Perhaps it was the happiest moment of Bart’s life when he learned that Frank had found he loved Inza and she loved him. With Frank and Inza engaged, it seemed that there was no barrier left between him and Elsie.

He had known that he was going to meet Elsie in Charlottesville during the Easter trip of the ball-team, and he had made Frank promise to let him tell her everything, for she remained unaware of the engagement between Merry and Inza.

When the time came, however, Bart longed to learn from Elsie that she loved him most before telling her what had happened. He felt that not for anything would he wish to think she had accepted him becauseshe knew Frank was lost to her. It was the great longing of his heart to be first in her heart.

And so, fearing what her answer might be unless she knew all, he had begged her to wait a little before making it. And he had left Charlottesville and Virginia without telling her of the engagement of Frank and Inza. Not, however, till they were back in New Haven did he confess this to Frank.

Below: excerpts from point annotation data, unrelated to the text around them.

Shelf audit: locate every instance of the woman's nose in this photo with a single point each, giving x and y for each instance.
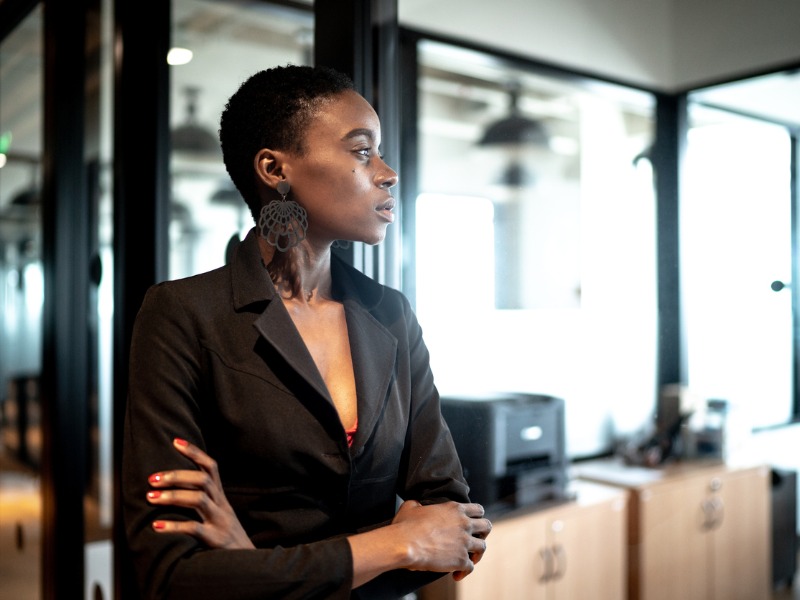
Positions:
(389, 177)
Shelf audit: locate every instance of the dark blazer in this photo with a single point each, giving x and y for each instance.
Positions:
(216, 360)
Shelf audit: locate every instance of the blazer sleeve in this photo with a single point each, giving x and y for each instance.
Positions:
(164, 401)
(430, 468)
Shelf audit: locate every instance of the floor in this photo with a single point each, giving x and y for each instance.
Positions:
(20, 537)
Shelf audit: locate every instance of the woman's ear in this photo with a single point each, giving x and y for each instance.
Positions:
(268, 165)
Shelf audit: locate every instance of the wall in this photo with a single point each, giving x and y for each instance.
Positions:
(665, 45)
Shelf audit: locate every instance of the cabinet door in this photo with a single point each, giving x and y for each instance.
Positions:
(741, 539)
(669, 555)
(513, 567)
(588, 546)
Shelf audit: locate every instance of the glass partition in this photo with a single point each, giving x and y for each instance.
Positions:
(535, 239)
(21, 298)
(216, 46)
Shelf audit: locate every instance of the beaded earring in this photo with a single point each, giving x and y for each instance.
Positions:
(283, 223)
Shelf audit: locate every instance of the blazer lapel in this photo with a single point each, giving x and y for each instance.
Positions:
(374, 351)
(251, 287)
(276, 327)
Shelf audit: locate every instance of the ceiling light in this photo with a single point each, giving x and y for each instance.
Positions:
(179, 56)
(514, 129)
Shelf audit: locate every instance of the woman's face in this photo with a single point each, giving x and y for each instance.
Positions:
(341, 180)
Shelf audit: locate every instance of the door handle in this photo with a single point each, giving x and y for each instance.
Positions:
(779, 285)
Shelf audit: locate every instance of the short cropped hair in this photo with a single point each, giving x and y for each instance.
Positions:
(272, 109)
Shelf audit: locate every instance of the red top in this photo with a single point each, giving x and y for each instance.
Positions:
(351, 433)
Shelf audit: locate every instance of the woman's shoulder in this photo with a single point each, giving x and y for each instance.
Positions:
(203, 289)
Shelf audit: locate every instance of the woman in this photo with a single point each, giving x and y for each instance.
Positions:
(307, 382)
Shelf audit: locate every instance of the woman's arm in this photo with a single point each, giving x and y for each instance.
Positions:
(440, 537)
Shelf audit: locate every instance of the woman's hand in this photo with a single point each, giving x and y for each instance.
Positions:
(444, 537)
(200, 490)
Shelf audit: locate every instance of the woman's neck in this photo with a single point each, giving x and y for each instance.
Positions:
(311, 269)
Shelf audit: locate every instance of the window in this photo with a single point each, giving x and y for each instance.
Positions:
(535, 255)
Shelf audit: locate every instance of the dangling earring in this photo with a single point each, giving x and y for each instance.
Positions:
(283, 223)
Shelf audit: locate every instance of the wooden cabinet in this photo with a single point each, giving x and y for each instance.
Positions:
(696, 531)
(573, 550)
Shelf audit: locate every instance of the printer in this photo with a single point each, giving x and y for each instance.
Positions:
(511, 446)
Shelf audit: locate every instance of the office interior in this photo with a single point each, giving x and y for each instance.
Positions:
(638, 238)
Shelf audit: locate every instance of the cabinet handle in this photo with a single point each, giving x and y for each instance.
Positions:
(560, 561)
(547, 560)
(713, 513)
(719, 512)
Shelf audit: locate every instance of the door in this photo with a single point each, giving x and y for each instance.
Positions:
(736, 260)
(21, 298)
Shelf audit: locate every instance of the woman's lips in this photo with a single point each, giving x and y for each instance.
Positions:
(385, 209)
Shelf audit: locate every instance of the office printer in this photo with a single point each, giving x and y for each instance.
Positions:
(511, 446)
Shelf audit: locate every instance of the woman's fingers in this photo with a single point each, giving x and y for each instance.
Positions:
(200, 458)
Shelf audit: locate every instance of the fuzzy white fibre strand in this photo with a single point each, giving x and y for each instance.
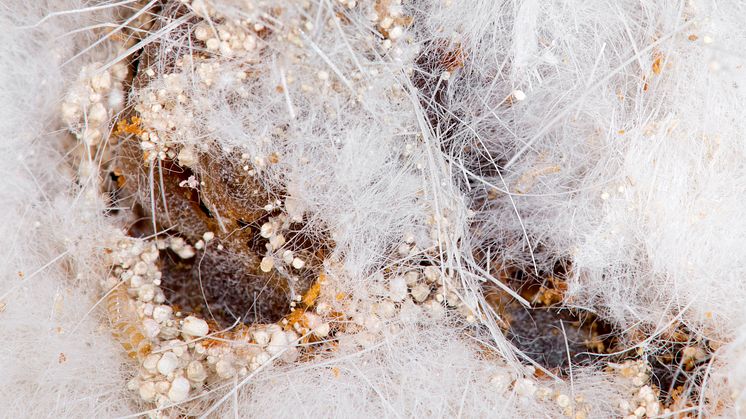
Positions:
(607, 135)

“I couldn’t do it!” he cried, alone with Merry in his room. “I long to hear her tell me she loves me most without having her know that you can never be anything to her. That would settle every doubt for the present and for all time.”

“I can’t blame you, Bart,” said Merry. “I believe I understand how you feel. But I fear you lost your courage when the right moment came.”

“Gods, Merriwell! who wouldn’t lose courage? Her answer was to make or mar my whole future. I longed to cry out: ‘Frank and Inza are engaged.’ But the fear that it would be that alone which would give her to me made me keep silent. I want her to love me because not even Frank Merriwell is as much to her.”

“I hope she will, Hodge,” said Merry sincerely; “and something tells me that she will. It will all come right, old man.”